Nach dem Sturz Seeckts Ende Oktober 1926 vollzog sich in der Generalität, nicht zuletzt auch wegen des politischen Drucks, ein Sinneswandel. Die Reichswehr erkannte, dass sich ihre bereits seit Anfang der 1920er Jahre in Grundzügen festgelegte Revisionspolitik ohne die Hilfe – d. h. die finanzielle Unterstützung durch die Reichsregierung – nicht weiter vorantreiben ließ. Im November 1926 beklagte der damalige Oberst Joachim von Stülpnagel in einen Brief an Oberst von Falkenhausen, „dass wir in den Fragen der Landesverteidigung seit Jahren nicht vorwärts kommen, nur weil S.[eeckt] nicht dazu zu bewegen war, einmal mit der Regierung offen alle diese Dinge zu besprechen“.38 Im Februar 1927 informierte Generalleutnant Wilhelm Heye, der neue Chef der Heeresleitung, das Kabinett Marx in großen Zügen über den Stand der geheimen Vorarbeiten zur Mobilmachung, doch Einzelheiten über die materiellen Rüstungsmaßnahmen kamen dabei nicht zur Sprache.39 Heye erklärte weiter, er halte die Vorbereitung einer „gewissen“ Verteidigung für notwendig und im Osten auch für durchführbar. Von den Planungen eines Angriffskrieges, an dem die Reichswehr weiterhin festhielt, war freilich keine Rede.40

Am 19. Mai 1927 verlangte das Truppenamt von den Ämtern des Reichswehrministeriums eine Bestandsaufnahme aller ‚Mobilmachungsvorarbeiten‘. Zur Begründung heißt es: „Voraussetzung für eine planmäßige Gesamtrüstung, innerhalb derer alle einzelnen Rüstungsvorhaben sachlich und zeitlich in Übereinstimmung stehen, ist die Aufstellung eines Rüstungsprogramms und einer Dringlichkeitsliste mit dem Endziel: Bereitstellung bzw. Sicherstellung des Bedarfs der […] vorläufig festgelegten Land- und Luftmacht (21 Divisionen-Programm + entsprechende Luftmacht). […] Die Aufstellung eines in allen Einzelheiten zahlenmäßig vollständigen Rüstungsprogramms ist zur Zeit auf einer Reihe von Gebieten nicht möglich“. Zunächst müsse der äußere Rahmen festgelegt werden. Daher benötige das Technische Amt „eine Zusammenstellung sämtlicher zur Zeit laufenden oder beabsichtigten Vorhaben auf allen Gebieten der personellen und materiellen Rüstung“.41 Das Waffenamt arbeitete in den kommenden Monaten ein Programm für die Beschaffung, Verwaltung und Instandsetzung des Anfangs- und Nachschubbedarfs des „A-Heeres“ (= Aufstellungsheer) aus. Als Ziel der wirtschaftlichen Vorarbeiten sah es die Sicherstellung des dringlichsten monatlichen Nachschubbedarfs in den ersten fünf Kriegsmonaten für Heer, Marine und Luftstreitkräfte vor. Noch bevor diese Planungen zum Rüstungsprogramm abgeschlossen waren, ging das Waffenamt daran, in verstärktem Maß Aufträge an die Industrie zu vergeben, die allein 1927 einen Wert von 70 Millionen RM erreichten.

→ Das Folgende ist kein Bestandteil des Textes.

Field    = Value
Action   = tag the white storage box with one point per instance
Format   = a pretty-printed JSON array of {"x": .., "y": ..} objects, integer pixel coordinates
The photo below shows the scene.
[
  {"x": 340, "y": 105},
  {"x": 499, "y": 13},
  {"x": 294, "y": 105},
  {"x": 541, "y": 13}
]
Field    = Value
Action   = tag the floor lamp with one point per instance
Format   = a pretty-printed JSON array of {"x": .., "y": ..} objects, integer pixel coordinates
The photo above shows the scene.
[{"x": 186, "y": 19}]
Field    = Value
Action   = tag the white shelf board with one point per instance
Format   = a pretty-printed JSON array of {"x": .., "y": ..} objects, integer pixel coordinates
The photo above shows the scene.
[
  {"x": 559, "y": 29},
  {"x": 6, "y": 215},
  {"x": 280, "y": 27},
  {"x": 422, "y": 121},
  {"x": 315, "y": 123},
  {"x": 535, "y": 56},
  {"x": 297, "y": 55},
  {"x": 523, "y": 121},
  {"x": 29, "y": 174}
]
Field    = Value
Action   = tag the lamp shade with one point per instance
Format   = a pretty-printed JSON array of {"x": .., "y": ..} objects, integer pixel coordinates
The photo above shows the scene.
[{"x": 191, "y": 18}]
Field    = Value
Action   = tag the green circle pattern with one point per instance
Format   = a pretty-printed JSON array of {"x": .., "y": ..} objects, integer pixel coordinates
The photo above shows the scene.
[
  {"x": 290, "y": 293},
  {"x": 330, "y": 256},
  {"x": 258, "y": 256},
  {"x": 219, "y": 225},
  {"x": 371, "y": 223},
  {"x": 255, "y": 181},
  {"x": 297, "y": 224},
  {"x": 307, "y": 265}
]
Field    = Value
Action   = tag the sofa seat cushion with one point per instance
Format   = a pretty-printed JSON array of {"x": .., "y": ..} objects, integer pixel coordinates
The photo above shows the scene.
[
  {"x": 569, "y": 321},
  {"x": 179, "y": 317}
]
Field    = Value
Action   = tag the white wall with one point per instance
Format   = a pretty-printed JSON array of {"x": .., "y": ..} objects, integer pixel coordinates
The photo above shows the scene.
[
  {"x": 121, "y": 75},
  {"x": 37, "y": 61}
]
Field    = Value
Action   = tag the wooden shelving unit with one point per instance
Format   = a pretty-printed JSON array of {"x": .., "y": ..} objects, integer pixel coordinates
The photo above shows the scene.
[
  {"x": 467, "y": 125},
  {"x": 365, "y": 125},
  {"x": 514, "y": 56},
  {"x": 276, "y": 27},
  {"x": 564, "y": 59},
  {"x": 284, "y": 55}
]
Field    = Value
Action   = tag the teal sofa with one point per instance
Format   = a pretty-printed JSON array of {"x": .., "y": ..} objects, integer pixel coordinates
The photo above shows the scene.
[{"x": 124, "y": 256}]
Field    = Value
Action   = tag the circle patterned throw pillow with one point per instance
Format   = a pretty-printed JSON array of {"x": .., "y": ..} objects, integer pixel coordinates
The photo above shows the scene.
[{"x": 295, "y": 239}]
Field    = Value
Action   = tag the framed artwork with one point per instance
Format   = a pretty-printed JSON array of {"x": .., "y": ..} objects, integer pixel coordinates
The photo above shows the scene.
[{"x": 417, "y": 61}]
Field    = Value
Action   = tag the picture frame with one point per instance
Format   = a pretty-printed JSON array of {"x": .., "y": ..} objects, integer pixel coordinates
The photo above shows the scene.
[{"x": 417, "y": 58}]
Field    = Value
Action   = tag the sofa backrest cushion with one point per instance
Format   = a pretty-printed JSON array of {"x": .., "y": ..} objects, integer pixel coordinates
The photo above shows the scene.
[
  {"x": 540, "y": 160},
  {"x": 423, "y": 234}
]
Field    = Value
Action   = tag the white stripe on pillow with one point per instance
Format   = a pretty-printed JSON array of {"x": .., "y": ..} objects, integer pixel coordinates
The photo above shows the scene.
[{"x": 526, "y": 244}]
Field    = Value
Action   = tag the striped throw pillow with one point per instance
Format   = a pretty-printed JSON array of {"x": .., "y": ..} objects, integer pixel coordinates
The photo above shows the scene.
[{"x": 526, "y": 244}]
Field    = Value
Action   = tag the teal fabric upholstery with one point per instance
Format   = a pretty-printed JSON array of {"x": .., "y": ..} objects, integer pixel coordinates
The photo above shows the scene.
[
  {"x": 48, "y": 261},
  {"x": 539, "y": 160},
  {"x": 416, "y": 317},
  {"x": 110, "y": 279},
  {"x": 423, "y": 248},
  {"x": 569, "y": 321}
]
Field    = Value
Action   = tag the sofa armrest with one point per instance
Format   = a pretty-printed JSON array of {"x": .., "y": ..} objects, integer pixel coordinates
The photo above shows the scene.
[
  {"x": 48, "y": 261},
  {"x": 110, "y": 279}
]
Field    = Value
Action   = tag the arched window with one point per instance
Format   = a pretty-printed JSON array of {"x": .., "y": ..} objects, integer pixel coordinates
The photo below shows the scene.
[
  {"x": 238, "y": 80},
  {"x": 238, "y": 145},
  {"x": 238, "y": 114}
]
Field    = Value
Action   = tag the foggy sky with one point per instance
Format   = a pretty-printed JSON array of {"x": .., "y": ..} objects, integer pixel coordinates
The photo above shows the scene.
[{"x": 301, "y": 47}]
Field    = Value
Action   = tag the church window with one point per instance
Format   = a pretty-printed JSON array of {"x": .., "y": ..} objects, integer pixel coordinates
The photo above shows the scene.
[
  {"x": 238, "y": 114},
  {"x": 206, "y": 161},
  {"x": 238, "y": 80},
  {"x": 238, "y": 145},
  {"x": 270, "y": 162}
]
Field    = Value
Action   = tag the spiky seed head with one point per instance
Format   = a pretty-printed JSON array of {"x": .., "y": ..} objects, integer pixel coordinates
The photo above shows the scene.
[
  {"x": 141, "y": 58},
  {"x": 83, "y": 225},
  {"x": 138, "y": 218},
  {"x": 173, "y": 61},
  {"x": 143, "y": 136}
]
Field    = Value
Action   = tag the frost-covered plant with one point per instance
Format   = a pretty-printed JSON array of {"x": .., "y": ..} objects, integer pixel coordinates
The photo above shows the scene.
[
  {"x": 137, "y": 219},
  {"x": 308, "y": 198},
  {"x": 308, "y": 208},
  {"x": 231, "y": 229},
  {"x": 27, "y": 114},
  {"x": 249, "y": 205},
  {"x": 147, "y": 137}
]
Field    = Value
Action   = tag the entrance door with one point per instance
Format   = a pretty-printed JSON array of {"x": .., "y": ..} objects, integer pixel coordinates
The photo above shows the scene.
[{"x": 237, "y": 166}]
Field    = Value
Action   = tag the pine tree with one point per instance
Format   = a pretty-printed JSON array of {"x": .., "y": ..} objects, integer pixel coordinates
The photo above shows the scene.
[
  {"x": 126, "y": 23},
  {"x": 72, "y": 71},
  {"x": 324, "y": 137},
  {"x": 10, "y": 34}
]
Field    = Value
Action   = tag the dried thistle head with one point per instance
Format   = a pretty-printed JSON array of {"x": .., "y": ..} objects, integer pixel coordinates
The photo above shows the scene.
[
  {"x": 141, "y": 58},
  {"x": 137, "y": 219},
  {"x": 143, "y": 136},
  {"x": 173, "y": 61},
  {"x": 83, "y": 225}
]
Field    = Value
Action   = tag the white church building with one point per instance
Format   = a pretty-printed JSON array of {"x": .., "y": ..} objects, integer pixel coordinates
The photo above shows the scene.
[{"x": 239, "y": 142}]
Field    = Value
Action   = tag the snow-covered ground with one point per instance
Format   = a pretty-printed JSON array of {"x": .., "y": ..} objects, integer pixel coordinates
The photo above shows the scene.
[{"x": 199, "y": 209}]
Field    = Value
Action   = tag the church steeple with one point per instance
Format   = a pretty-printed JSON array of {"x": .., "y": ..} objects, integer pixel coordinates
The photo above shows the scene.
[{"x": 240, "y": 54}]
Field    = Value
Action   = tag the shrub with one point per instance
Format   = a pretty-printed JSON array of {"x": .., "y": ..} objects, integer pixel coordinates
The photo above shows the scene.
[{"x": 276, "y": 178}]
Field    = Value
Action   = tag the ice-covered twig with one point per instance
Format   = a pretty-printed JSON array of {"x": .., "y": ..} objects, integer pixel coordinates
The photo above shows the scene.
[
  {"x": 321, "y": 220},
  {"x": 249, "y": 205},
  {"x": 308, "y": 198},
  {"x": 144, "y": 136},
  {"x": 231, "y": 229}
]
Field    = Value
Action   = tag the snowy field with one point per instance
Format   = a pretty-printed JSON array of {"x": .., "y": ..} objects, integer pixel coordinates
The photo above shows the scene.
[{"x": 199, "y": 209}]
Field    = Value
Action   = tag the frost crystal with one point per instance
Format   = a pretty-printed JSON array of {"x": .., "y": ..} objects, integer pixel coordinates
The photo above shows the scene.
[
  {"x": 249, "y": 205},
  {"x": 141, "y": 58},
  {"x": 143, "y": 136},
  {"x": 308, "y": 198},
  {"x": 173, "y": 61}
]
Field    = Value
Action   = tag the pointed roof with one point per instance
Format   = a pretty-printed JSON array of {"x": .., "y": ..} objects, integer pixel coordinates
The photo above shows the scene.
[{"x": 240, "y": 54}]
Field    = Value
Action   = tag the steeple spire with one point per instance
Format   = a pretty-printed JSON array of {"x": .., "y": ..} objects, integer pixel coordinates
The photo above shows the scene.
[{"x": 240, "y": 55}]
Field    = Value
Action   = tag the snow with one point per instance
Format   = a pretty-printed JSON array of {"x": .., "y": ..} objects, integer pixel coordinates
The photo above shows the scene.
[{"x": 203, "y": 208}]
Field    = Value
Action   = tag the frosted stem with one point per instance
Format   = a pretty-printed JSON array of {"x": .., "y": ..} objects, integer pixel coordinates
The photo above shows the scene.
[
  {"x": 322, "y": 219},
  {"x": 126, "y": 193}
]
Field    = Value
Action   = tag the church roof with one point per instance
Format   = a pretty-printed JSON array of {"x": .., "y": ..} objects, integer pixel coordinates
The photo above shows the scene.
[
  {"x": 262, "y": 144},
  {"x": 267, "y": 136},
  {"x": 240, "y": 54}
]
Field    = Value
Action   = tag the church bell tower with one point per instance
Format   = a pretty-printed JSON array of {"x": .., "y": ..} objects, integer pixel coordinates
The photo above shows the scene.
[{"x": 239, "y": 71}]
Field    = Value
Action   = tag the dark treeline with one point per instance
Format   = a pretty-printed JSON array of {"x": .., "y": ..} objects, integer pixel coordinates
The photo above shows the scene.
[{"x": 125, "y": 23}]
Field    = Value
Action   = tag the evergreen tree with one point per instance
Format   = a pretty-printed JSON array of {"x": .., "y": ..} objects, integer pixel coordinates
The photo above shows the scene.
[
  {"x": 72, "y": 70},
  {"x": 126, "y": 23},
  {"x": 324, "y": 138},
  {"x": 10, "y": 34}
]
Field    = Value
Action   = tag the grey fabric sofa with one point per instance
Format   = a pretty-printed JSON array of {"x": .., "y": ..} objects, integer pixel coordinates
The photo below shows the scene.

Schnell zeichnete sich ab, dass die zur Verfügung stehenden Mittel nicht für die Ausstattung des geplanten 21-Divisionen-Notheeres ausreichten. Im Februar 1928 verminderte das Truppenamt das „A-Heer“ in seinen Planungen auf 16 Divisionen. Zur Berechnung sollte sogar nur noch von 15 Divisionen ausgegangen werden. Dieses Konzept hatte bis Mitte 1930 Bestand.42 Am 29. September 1928 genehmigte der Chef der Heeresleitung das Heeresrüstungsprogramm 1928/​32, dem dieses reduzierte Notstandsheer zugrunde lag. Am 26. Oktober billigte die Regierung dieses 1. Rüstungsprogramm mit einem Finanzierungsaufwand von rund 350 Millionen RM. Davon entfielen ca. 280 Millionen RM auf die Erstausstattung des Notheeres. Der Löwenanteil wurde für den Ankauf von Artilleriemunition und -gerät sowie Maschinengewehren verwendet. Die Bestellungen bei den ‚schwarzen Firmen‘ erfolgten aus Geheimhaltungsgründen – wie schon in den Jahren zuvor – weiterhin über die 1926 von der Reichswehr ins Leben gerufenen Stahl- und Maschinengesellschaft mbh (Stamag). Die Lieferungen der zugelassenen Rüstungsschmieden, die das „Nollet-Soll“43 überschritten, wurden einem gesonderten Buchungsverfahren unterzogen.44 Die Einstellung von Haushaltsmitteln in die umfangreiche Ausarbeitung zeigt, dass es nicht um ein Gedankenspiel möglicher Rüstungshersteller ging. Vielmehr belegt sie Waffenkäufe der Reichswehr nicht nur bei den wenigen von den Alliierten zugelassenen Rüstungsschmieden, sondern auch bei einigen ‚schwarzen‘, nicht konzessionierten Betrieben.45 So lieferten mit Wissen und Genehmigung der Alliierten die Magdeburger Polte-Werke Hülsen und Geschosse; ungenehmigt aber stellten vier weitere Firmen diese Munition her; die Metallwarenfabrik Treuenbrietzen, Basse & Selve im sauerländischen Altena, die Lokomotivfabrik und Schiffsbauwerft Schichau in Elbing,46 sowie die Werkzeug- und Maschinenfabrik Donauwörth.47


Polte-Kennmarke mit eingestanzter Personalnummer (Sammlung Baranowski)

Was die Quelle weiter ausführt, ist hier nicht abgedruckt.